Archive

Tag Archives: translation memory

If there’s one thing I firmly believe it’s that I think all translators should learn a little bit of regex, or regular expressions.  In fact it probably wouldn’t hurt anyone to know how to use them a little bit simply because they are so useful for manipulating text, especially when it comes to working in and out of spreadsheets.  When I started to think about this article today I was thinking about how to slice up text so that it’s better segmented for translation; and I was thinking about what data to use.  I settled on lists of data as this sort of question comes up quite often in the community and to create some sample files I used this wikipedia page.  It’s a good list, so I copied it as plain text straight into Excel which got me a column of fruit formatted exactly as I would like to see it if I was translating it, one fruit per segment.  But as I wanted to replcate the sort of lists we see translators getting from their customers I copied the list into a text editor and used regex to replace the hard returns (\r\n) with a comma and a space, then broke the file up alphabetically… took me around a minute to do.  I’m pretty sure that kind of simple manipulation would be useful for many people in all walks of life.  But I digress….

I now have three files created from my list and I’ll use these to try and explain the concepts of segmenting text in SDL Trados Studio through the use of segmentation rules in your translation memory.

  1. a comma plus space separated list
  2. a comma only separated list
  3. a tab delimited list

In Studio without creating custom segmentation rules I’m going to see something like these:

comma plus space

comma only

tab delimited

I think all of these are the most common sort of problems we see users dealing with and hopefully they will allow me to explain the concepts you can use for segmenting on anything.  So, first of all let’s see where you create these rules.  Trados Studio segments files based on the structure of the file first and then using segmentation rules in your translation memory.  So if you have a word file and you end a sentence wth a full stop followed by a space, or you press the enter key which inserts a hard return (or a paragraph break), you will get a separate sentence (or segment) in Studio when you open them up.  Like this:

If you are working with markup files, like XML or HTML, then the segmentation is controlled by the parser rules for the separate elements.  For example, opening an XML file with the parser rules set incorrectly could lead to something like this where the file is segmented based on full stops at the end of each sentence, but also where the inline elements (<nice>, <info> and <not>) have been incorrectly set as structural elements (see this article for more information on this rather large topic):

But if the structure of the file is all set up correctly then the only thing you might have to address is the segmentation of text that is placed into Studio as a single segment when you’d prefer to see it broken down further, which brings me back to my sliced fruit.

Segmentation Rules

Segmentation rules are held on the translation memory or in language resource templates.  The options are exactly the same in both places.  Language resource templates are very similar to project templates in that they provide you with a way to create a new translation memory based on a configuration you use a lot.  So things like your Variable List, Abbreviation List, Ordinal Follower List and Segmentation Rules can all be set up in a language resource template and used as the basis of a new transaltion memory whenever you create one:

You create a new language resource template in the Translation Memories view by selecting New -> New Language Resource Template as shown above.  You can also create a new translation memory based on a previous one, but using these templates is handy because they take up little space and can easily be shared with others.  I think it would be handy to have an Apply Translation Memory Template application that worked in a similar way to Apply Project Template… and we might look at the feasibility of this in the near future.

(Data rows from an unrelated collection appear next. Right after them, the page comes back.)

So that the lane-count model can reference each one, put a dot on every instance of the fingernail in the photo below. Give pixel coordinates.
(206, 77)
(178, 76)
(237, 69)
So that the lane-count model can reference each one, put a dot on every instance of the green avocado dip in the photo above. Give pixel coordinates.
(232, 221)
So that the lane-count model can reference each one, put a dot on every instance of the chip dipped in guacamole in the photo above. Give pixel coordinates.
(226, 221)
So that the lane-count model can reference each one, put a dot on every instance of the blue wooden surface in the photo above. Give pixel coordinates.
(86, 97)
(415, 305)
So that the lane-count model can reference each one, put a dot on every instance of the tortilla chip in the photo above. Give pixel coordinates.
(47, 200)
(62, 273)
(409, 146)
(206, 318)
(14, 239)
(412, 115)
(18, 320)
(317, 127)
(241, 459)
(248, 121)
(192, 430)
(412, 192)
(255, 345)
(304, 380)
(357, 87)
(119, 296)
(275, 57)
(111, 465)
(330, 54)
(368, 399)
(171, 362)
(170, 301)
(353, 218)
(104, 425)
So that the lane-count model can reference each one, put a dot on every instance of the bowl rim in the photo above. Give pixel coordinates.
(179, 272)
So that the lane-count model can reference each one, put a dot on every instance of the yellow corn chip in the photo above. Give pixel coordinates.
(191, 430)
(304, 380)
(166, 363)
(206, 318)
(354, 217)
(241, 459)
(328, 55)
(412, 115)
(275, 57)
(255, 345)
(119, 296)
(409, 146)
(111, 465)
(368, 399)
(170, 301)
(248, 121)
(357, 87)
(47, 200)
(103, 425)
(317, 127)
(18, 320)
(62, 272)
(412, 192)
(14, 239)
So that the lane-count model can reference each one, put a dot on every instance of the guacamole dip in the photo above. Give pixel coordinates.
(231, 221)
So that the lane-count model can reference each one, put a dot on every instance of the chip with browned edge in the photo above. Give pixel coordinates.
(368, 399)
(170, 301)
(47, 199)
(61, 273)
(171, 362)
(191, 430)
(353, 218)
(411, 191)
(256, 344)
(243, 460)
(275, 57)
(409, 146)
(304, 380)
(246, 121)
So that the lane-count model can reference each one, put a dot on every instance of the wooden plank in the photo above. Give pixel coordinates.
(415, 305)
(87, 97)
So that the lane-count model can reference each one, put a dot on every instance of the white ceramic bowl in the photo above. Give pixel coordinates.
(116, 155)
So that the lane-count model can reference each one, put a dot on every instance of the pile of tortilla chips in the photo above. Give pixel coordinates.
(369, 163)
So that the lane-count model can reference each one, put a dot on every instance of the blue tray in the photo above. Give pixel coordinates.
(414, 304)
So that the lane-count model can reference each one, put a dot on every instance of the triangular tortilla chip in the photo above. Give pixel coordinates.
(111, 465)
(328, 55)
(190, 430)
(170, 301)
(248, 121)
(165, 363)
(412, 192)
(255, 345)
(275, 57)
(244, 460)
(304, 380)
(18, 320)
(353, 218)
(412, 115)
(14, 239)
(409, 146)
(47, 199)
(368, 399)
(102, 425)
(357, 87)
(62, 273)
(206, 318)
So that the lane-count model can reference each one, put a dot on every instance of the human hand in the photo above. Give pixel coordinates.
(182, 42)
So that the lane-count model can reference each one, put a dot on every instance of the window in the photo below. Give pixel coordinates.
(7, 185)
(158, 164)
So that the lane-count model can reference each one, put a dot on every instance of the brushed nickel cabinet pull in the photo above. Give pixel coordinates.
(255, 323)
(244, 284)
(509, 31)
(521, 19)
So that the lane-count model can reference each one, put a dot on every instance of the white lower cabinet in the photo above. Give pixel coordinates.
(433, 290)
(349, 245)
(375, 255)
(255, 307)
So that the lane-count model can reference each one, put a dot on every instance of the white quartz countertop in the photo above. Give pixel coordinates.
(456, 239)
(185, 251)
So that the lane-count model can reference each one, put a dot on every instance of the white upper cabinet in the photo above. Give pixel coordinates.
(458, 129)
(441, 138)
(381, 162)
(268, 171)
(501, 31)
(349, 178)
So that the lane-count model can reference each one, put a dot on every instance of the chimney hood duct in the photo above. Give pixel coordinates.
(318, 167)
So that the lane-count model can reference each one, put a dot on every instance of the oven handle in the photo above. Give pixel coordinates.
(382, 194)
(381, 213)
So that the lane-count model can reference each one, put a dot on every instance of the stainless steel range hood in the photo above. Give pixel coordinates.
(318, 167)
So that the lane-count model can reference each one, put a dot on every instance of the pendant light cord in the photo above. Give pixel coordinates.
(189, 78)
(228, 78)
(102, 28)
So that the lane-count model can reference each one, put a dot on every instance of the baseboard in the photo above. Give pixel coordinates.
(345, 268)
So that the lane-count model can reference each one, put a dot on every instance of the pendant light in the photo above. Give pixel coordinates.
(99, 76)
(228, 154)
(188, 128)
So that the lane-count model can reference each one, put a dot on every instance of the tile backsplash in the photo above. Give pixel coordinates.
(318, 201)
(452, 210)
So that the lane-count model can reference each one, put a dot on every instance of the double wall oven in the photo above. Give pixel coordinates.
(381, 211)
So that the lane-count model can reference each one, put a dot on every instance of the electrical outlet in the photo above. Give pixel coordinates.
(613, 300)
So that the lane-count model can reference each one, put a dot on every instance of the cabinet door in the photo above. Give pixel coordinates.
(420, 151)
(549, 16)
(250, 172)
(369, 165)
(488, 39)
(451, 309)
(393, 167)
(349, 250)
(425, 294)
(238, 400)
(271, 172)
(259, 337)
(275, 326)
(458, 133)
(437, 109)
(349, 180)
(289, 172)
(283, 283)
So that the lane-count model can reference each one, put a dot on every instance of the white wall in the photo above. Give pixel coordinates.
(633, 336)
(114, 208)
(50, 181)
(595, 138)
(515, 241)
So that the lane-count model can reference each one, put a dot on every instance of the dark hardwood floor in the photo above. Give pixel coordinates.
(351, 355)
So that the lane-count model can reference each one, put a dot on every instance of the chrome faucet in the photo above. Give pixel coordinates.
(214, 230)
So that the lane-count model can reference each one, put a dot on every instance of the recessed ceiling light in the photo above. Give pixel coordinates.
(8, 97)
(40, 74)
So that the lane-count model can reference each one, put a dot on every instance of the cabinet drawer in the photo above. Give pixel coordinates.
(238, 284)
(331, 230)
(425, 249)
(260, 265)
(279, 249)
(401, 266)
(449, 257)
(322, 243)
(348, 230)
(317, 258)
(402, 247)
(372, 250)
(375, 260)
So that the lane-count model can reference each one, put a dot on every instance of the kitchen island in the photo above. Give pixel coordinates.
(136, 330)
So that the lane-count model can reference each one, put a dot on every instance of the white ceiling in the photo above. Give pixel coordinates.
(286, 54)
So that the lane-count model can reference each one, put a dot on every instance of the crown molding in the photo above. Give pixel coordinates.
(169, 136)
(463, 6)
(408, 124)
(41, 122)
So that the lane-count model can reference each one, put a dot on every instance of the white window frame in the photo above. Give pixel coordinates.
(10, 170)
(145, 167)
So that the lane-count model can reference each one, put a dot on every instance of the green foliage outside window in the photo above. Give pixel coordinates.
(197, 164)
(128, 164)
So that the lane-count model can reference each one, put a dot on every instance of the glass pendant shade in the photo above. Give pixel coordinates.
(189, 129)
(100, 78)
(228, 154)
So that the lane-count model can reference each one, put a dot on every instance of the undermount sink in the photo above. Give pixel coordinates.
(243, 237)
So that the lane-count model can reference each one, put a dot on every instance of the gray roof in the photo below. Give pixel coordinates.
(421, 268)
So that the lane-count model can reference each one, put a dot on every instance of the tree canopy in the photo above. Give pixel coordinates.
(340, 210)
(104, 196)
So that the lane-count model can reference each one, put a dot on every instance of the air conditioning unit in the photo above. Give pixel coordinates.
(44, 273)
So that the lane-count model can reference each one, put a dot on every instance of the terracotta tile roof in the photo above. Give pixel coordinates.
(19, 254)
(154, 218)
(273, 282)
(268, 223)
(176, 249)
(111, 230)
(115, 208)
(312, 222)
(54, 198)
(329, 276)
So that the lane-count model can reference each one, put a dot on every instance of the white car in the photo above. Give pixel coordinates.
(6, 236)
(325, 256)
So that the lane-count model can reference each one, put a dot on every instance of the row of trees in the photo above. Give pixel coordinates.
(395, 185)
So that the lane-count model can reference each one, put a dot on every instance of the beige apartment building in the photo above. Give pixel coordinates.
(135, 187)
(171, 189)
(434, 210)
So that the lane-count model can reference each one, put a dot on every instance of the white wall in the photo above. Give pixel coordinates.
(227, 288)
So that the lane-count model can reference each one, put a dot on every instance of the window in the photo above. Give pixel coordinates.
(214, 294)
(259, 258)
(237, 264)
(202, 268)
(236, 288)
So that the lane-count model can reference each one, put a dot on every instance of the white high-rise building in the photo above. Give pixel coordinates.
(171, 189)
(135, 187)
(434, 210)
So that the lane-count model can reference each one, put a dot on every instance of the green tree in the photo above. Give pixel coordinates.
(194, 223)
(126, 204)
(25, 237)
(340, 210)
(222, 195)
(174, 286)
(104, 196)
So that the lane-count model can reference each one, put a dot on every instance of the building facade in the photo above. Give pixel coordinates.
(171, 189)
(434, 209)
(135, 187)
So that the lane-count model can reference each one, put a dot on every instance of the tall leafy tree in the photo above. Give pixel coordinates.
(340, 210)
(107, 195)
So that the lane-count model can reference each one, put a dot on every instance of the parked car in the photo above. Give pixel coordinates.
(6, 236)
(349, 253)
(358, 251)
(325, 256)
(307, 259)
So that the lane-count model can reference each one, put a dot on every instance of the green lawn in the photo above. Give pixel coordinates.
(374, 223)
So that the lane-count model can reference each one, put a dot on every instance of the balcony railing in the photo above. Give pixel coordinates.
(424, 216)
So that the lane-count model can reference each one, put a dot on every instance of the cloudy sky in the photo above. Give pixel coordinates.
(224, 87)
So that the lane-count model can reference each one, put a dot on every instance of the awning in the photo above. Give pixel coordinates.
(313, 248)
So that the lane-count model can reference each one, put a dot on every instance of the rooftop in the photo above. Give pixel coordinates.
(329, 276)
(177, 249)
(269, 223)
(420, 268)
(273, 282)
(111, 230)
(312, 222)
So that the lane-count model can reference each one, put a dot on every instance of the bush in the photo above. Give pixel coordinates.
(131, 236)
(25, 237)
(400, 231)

To edit the segmentation rules in a translation memory you open it in the Translation Memory view and then select Settings from the ribbon, or right-click and select Settings from the context menu:

An important point to note is that you must select a translation memory to use the ribbon icon because otherwise it will be greyed out.  Once you’ve done this you’ll find the segmntation rules under the Language Resources node.  If you create a language resource template you’ll find the only settings in there are these listed under the Language Resources node shown below, so everything I’m about to explain is the same for both.

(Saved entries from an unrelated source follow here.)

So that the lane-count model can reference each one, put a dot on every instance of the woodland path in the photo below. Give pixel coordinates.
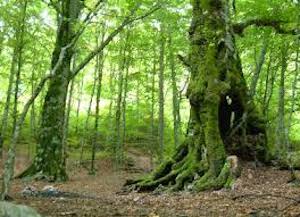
(259, 192)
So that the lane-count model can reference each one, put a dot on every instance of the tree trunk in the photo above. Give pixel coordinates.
(118, 149)
(175, 92)
(79, 103)
(281, 137)
(99, 70)
(49, 160)
(161, 122)
(15, 71)
(217, 89)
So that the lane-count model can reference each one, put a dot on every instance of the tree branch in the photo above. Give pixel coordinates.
(127, 21)
(239, 28)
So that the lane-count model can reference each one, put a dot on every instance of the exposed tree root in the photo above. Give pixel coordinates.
(187, 170)
(33, 172)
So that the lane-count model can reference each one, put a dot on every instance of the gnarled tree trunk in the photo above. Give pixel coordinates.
(220, 105)
(49, 161)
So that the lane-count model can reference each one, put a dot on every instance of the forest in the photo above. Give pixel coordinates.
(149, 108)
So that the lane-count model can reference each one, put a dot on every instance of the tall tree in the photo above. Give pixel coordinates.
(217, 88)
(15, 72)
(49, 158)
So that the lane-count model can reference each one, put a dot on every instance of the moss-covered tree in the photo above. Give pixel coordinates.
(49, 160)
(220, 107)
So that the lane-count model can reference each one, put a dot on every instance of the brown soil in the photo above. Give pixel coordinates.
(260, 191)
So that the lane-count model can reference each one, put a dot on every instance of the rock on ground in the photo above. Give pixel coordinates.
(12, 210)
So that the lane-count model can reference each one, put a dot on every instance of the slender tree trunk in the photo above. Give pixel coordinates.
(99, 69)
(153, 134)
(15, 71)
(109, 137)
(119, 142)
(258, 68)
(281, 130)
(125, 97)
(79, 103)
(88, 115)
(161, 94)
(67, 117)
(176, 100)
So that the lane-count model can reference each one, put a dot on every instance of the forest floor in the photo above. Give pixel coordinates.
(260, 191)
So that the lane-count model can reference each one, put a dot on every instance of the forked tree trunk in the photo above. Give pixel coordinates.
(217, 92)
(49, 161)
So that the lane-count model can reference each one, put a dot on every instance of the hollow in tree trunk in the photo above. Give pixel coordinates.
(220, 102)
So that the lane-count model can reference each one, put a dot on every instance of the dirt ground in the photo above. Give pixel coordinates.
(260, 191)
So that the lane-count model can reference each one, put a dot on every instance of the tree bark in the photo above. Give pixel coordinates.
(161, 122)
(281, 137)
(175, 92)
(217, 89)
(49, 160)
(15, 71)
(99, 70)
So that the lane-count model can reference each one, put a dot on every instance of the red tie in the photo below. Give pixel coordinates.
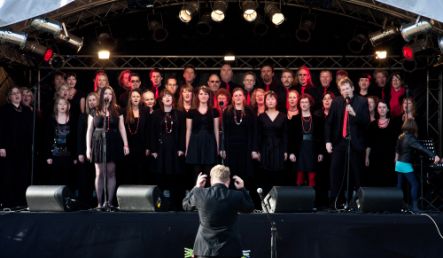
(345, 124)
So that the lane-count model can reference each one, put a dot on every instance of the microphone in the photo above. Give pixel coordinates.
(264, 205)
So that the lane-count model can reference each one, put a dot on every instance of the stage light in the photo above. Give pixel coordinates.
(218, 10)
(408, 31)
(21, 40)
(159, 33)
(377, 37)
(229, 58)
(357, 43)
(104, 54)
(274, 13)
(18, 39)
(307, 24)
(58, 30)
(381, 54)
(440, 43)
(408, 53)
(188, 10)
(204, 25)
(249, 10)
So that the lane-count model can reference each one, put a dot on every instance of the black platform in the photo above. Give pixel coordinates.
(163, 235)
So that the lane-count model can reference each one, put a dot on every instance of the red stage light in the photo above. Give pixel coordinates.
(408, 53)
(49, 53)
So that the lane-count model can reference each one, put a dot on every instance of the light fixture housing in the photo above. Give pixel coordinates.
(249, 10)
(274, 13)
(380, 36)
(219, 10)
(408, 31)
(188, 10)
(381, 54)
(58, 30)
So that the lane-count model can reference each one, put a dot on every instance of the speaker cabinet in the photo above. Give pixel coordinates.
(289, 199)
(379, 199)
(139, 198)
(47, 197)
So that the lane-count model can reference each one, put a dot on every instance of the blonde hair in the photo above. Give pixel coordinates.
(221, 173)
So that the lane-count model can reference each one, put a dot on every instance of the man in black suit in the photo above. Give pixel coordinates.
(217, 207)
(347, 120)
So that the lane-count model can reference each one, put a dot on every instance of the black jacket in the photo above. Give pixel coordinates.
(406, 145)
(217, 208)
(358, 124)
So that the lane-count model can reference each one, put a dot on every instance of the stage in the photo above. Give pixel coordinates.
(163, 235)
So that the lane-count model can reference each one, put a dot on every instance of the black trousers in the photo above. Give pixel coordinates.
(339, 165)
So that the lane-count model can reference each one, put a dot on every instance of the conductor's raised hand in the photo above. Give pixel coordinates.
(201, 180)
(238, 182)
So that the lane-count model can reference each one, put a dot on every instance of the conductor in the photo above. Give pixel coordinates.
(217, 207)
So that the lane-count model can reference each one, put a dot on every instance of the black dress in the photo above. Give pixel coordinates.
(16, 139)
(114, 143)
(202, 147)
(167, 138)
(382, 142)
(272, 141)
(238, 128)
(61, 148)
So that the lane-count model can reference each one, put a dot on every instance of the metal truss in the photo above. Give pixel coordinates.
(434, 106)
(176, 63)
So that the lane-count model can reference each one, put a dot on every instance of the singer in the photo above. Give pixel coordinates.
(217, 207)
(106, 120)
(347, 121)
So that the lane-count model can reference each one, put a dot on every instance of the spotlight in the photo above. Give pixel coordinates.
(58, 30)
(204, 25)
(249, 10)
(229, 58)
(105, 44)
(303, 33)
(357, 43)
(188, 10)
(408, 31)
(159, 33)
(104, 54)
(440, 43)
(218, 10)
(381, 54)
(380, 36)
(21, 40)
(274, 13)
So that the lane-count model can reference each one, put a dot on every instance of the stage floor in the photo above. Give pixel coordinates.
(163, 235)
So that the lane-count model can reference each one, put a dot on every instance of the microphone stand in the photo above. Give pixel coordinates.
(274, 231)
(104, 160)
(348, 159)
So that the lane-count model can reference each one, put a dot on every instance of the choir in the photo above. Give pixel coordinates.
(268, 131)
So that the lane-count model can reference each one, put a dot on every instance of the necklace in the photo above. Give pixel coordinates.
(238, 122)
(306, 121)
(383, 124)
(136, 127)
(168, 122)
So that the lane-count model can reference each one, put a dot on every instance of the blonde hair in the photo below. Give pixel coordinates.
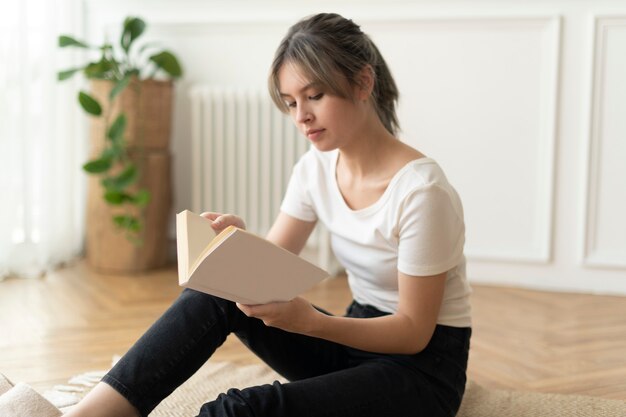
(331, 51)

You then select Segmentation Rules and click on Edit.  There are two options in the next window:

  • Paragraph based segmentation
  • Sentence based segmentation

The first option, paragraph based, does not support customised segmentation rules.  It is just a way to segment your files based on paragraph as opposed to sentence and a paragraph is determined by the filetype structure I explained earlier.  You can read a little more about paragraph segmentation in this article as it’s an useful option under the right circumstances.  For our sliced fruit we are going to be working with the Sentence based segmentation where you’ll find three default rules:

  • Full stop rule
  • Other terminating punctuation (question mark, explanation mark)
  • Colon

Generally I’d leave these alone unless you have a very specific reason for wanting to change them and you understand why this will be necessary.  There are options when you edit them to add exceptions in addition to, or instead of, changing the rules and if you do play around in this area I’d recommend trying to use the exceptions first as this is usually a lot safer.  But we’re going to add new rules.

Adding Segmentation Rule

New segmentation rules work by defining three pieces of information:

  1. what characters are there before you break to start a new sentence
  2. what character do you actually want to break on
  3. what characters appear after the break

There are two views where you can apply these rules, a Basic View:

And an Advanced View:

You’ll notice that the Advanced View only has two places for information, whereas the Basic has three.  This is because the Advanced View uses regular expressions and the Before break pattern incorporates the first two pieces of information that you enter into the Basic View.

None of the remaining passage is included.